Kean made his remarks during an interview with CBS News, broadcast Wednesday evening. "As you read the [commission's] report, you're going to have a pretty clear idea what wasn't done and what should have been done," he said. "This was not something that had to happen."
Kean, known for his easygoing, bipartisan style, also raised the specter that the commission might place blame on specific administration officials, including perhaps those in the intelligence community who failed to connect the many clues that came before Sept. 11 hinting at a pending attack. "There are people that, if I was doing the job, would certainly not be in the position they were in at that time, because they failed," said Kean. "They simply failed." Kean didn't name the individuals in question.
"We welcome that admission, and it's something we've wanted to hear for a long time," says Lorie Van Auken, whose husband died in the attack on the World Trade Center. "That's why we asked for an investigation, because nothing about the official story made sense."
"It's quite shocking to hear a Republican come out on a network broadcast and say the administration could have, and should have, prevented the attacks," adds Kyle Hence, co-founder of 9/11 Citzens Watch, an advocacy group that monitors investigations into the terrorist attacks. "That's a sea change for this commission." (Perhaps it was too drastic of a change; appearing on ABC's "Nightline" Thursday night, Kean moved to soften his comments, suggesting it's early to determine if administration officials made any mistakes that led to 9/11.)
Twelve months ago, Bush appointed Kean to head the National Commission on Terrorist Attacks Upon the United States, created by Congress to conduct a comprehensive investigation into the worst such attacks in American history.
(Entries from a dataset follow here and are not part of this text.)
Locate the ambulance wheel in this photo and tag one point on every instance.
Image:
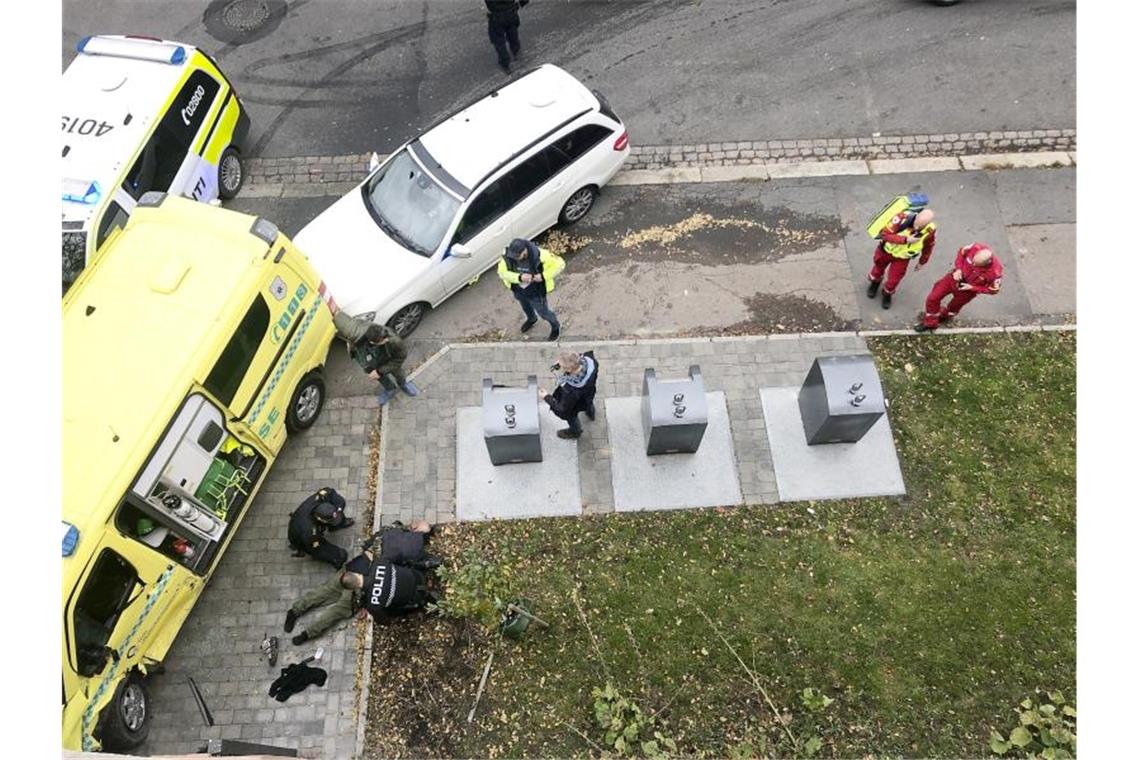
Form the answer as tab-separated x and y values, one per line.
578	205
125	722
230	174
308	400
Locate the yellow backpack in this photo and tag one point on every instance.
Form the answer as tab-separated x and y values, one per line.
911	203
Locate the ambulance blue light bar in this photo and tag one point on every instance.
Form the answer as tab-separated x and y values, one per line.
81	190
128	47
71	538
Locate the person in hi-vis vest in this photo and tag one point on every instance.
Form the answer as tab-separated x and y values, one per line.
898	243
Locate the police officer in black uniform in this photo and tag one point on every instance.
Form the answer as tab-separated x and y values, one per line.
503	29
322	512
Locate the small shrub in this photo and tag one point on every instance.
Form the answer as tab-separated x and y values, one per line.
626	727
1047	728
474	588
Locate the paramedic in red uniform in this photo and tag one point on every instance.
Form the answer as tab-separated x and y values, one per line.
897	245
976	270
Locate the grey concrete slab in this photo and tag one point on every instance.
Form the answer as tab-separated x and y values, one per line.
531	489
1047	258
966	204
674	481
1032	196
833	471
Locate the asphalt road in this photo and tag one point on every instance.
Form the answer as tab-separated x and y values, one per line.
758	258
336	76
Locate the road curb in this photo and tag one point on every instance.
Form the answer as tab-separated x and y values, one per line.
710	162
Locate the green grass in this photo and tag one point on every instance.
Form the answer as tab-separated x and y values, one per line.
926	619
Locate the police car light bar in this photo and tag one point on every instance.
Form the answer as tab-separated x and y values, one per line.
71	538
141	49
81	190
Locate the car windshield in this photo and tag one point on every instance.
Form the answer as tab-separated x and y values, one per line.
409	205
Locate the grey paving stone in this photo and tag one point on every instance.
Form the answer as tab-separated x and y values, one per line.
707	477
835	471
530	489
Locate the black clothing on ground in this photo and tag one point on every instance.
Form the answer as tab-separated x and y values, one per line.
359	564
402	546
294	679
320	512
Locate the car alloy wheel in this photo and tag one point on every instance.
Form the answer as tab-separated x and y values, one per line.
578	204
308	402
230	174
132	707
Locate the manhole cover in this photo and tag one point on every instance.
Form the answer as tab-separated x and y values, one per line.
245	15
237	22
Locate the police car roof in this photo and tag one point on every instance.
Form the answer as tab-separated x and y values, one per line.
113	91
474	141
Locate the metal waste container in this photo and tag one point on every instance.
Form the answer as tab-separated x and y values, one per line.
511	423
674	413
840	399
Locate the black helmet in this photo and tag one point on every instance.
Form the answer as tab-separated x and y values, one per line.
326	513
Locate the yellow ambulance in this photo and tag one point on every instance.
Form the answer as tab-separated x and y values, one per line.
141	114
189	346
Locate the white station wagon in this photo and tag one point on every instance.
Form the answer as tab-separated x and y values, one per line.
440	210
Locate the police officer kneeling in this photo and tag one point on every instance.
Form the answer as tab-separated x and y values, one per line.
322	512
390	589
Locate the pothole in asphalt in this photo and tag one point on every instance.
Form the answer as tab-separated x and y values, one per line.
776	312
706	235
238	22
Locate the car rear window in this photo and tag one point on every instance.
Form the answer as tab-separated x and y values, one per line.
604	106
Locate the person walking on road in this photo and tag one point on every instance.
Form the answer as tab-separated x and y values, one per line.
904	237
575	393
503	29
529	272
380	351
976	270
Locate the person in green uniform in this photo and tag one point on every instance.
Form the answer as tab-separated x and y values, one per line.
380	351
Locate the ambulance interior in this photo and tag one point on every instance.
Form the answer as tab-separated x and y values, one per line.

The commission, which has battled the administration over funding issues as well as access to key documents, faces a daunting May 2004 cutoff date for its final, sprawling report. It will deal with everything from immigration policy to the nation's air defense.
"I think it's a positive turn of events to hear the chairman talk about accountability," says Hence. "Commissioners had denied that was their mandate. Their tone all along was, 'This committee isn't about placing blame, but to determine how the United States can prevent the next attack.' Nobody else has talked about placing blame and pointing the finger at people in positions of power."
Van Auken wonders if Kean has learned something new that prompted his remarks. The chairman was recently granted access to sensitive presidential daily briefings and also obtained 9/11 documents that had been subpoenaed from the North American Air Defense Command (NORAD) and the Federal Aviation Administration. The Family Steering Committee, which lobbied for the creation of the commission, is urging that any newly discovered facts should be immediately passed along to Congress, rather than held for the final report in May.
"Any new information that the Commission has learned in its investigation must be swiftly acted upon and passed into law so that any known failures can be remedied," the committee said in statement. It noted that back on Nov. 27, 2002, Bush himself stated, "I hope that the commission will act quickly ... if there's changes that need to be made, we need to know them as soon as possible, for the security of our country. The sooner we have the commission's conclusions, the sooner this administration will act on them."
Asked if he thought Kean's recent remarks signaled a more aggressive phase of the investigation, Bill Harvey, whose wife died in the World Trade Center attacks, says he is "cautiously optimistic." For months, he and other skeptics have been critical of the commission's progress, pointing to lackluster public hearings that dealt with policy issues and not the events of 9/11, as well as subpoena power that went largely unused.
"There's been a complete lack of substantive, hard-hitting hearings with witnesses actually answering questions from commissioners," Hence complains. "That's an investigation, and we haven't seen that yet."
But they may soon. CBS reported that Kean promises major revelations next year. And starting in January the commission's hearings will focus much more closely on Sept. 11 itself and will feature senior administration officials involved with intelligence and national security. "In that kind of setting people may well be sworn in to testify and the proceedings will resemble a more conventional hearing," commission spokesman Al Felzenberg, told Salon earlier this year.
"We've been waiting for a long time for these types of hearings," says Van Auken, who wants to find out why Bush sat with elementary school children on the morning of Sept. 11 for nearly 30 minutes after the second World Trade Center tower was hit. Why Condoleezza Rice, Bush's national security advisor, told reporters the administration never guessed terrorists would use hijacked planes as missiles, when there were scores of instances when government agencies had suggested just such an attack might one day occur. And why it took the FAA 29 minutes to notify NORAD that American Airlines Flight 77, bound for Los Angeles, was drastically off course and heading for Washington, after two hijacked planes had already crashed into the World Trade Center.
"It's been over two years, and it's time to answer these questions," Van Auken says.